Елена склоняет голову набок, как делают птицы, когда видят лакомый кусок и просчитывают скорость, расстояние и вероятность успеха.
– Мне захотелось воды, – говорит она, словно удивляясь, зачем поднимать из-за этого шум.
– Нам нужно уходить, – объясняет Вэйвэй.
Долго ли они здесь пробыли? Туман рассеивается и при этом смягчает все вокруг. Снова видны все острые углы, возвратилось ощущение реальности. Теперь они просто две девушки, оказавшиеся там, где им быть не положено, и Вэйвэй прислушивается, опасаясь шума шагов и удивленных возгласов. На звук капающей воды могут сбежаться стюарды и обнаружить мокрый ковер в коридоре.
Она поднимает с пола голубое платье, ставшее от воды синим.
– Вот, возьми.
Девушка встает и берет протянутое платье, не пытаясь прикрыть наготу, и Вэйвэй отводит глаза, смутившись гораздо сильней, чем хотела бы признать.
Елена выходит из ванны, шлепая по воде, и Вэйвэй хмурится. Вода давно уже должна была стечь, а не разливаться по всему полу. Она нагибается, чтобы проверить дренажное отверстие в углу комнаты, через которое вода стекает в резервуар, откуда, в свою очередь, поступает для повторного использования в огромный тендер паровоза. Отверстие забито грязью или землей с таким едким запахом, что Вэйвэй прикрывает нос и оглядывается на безбилетницу, пытающуюся влезть в мокрое платье.
– Нужно найти тебе другую одежду, – говорит Вэйвэй, ковыряя дренажное отверстие.
– Зачем?
Елена поддергивает к плечам короткие рукава, но они спадают опять.
– Зачем? Если ты намерена незаконно ехать в поезде, то лучше не разгуливать по коридору, как…
– Как кто?
Вэйвэй сомневается, стоит ли продолжать.
– Как… как… Не знаю. Но если ты собираешься делать что-то настолько неправильное, настолько опасное, то должна быть очень осторожной.
В ней закипает злость на абсолютную глупость, на абсолютное безумие ситуации. Только она не вполне уверена, кто источник этой глупости и безумия – безбилетница или она сама.
Елена снова наклоняет голову и смотрит на Вэйвэй.
– Извини, – произносит она до того неискренне, что Вэйвэй не может сдержать смех.
– Понимаешь, обычно люди просто набирают ванну, а не заливают всю комнату.
Она представляет себе лицо Алексея, окажись он случайно здесь, и хохочет еще пуще, сообразив вдруг, что уже давно не испытывала такого облегчения – вопреки нелепости всего происходящего, вопреки тому, что капитан заперлась в своей каюте, вопреки и Запустенью, и Воронам, и обрывкам воспоминаний. Словно рухнула какая-то стена.

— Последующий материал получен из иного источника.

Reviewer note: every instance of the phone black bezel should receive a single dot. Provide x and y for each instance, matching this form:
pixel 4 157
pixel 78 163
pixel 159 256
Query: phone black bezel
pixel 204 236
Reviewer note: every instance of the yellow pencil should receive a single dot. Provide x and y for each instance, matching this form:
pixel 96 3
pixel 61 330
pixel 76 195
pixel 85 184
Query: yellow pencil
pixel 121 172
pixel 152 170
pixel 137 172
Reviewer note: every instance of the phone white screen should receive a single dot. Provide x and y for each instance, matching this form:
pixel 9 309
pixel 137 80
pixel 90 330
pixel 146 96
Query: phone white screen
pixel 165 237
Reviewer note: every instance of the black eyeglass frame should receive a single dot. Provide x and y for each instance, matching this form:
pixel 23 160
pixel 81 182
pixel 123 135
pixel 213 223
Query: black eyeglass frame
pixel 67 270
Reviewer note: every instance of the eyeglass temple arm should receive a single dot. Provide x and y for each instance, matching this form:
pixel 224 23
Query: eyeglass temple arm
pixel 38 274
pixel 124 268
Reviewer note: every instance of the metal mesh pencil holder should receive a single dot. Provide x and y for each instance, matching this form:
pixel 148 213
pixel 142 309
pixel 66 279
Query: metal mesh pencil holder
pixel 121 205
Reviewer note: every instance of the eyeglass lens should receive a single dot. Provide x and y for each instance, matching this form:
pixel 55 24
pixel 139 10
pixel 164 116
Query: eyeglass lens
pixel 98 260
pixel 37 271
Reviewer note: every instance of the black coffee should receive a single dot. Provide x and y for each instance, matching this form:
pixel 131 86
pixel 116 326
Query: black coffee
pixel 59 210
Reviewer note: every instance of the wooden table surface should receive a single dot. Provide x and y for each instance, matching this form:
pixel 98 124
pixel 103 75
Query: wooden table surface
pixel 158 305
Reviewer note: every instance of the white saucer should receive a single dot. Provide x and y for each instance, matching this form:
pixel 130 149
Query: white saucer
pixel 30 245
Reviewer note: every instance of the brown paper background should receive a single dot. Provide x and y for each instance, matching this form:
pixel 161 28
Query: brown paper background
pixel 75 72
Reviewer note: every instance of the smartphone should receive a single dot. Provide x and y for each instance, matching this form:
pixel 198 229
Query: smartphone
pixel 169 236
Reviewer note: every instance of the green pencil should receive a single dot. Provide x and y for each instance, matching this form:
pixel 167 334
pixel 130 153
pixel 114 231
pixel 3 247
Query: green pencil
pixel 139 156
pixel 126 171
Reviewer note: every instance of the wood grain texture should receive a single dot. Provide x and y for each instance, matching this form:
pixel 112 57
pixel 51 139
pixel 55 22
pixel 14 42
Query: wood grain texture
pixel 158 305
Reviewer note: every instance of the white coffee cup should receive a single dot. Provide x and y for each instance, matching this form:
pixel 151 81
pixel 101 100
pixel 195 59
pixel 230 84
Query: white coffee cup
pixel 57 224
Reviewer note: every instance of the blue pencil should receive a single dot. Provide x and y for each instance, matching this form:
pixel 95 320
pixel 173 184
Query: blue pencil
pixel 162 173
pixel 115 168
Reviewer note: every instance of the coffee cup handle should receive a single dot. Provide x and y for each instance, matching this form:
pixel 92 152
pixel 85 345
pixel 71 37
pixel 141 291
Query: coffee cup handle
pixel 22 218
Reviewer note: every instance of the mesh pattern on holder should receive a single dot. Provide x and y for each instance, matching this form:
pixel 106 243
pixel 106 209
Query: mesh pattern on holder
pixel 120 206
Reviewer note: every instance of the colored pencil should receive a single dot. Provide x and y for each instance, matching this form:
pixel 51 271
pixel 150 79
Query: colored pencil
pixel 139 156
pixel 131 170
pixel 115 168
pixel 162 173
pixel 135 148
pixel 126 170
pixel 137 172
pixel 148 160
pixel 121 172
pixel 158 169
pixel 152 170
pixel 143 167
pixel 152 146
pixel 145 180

Им по-прежнему везет, в коридорах пусто. Даже там, где кто-то должен дежурить, никого не видно. Как преданный поезду член команды, Вэйвэй встревоженно вздрагивает, но как заговорщица, прячущая безбилетницу, облегченно выдыхает. Елена бесшумно крадется следом. Они движутся через темный спальный вагон, и Вэйвэй представляет, как пассажиры просыпаются, видят два силуэта, торопливо проскальзывающих мимо, и убеждают себя, что по поезду бродят призраки.
Девушки не разговаривают. Полночь не время для светских любезностей. Войдя в тамбур перед складским вагоном, безбилетница резко останавливается.
– Смотри! – шепчет она.
Вэйвэй смотрит, но в темноте видит только собственное призрачное отражение в оконном стекле.
– Не снаружи, а внутри.
Елена показывает пальцем, и Вэйвэй различает сидящего на внутренней поверхности окна мотылька, размером с половину ее ладони, с черно-белым узором на сложенных крыльях.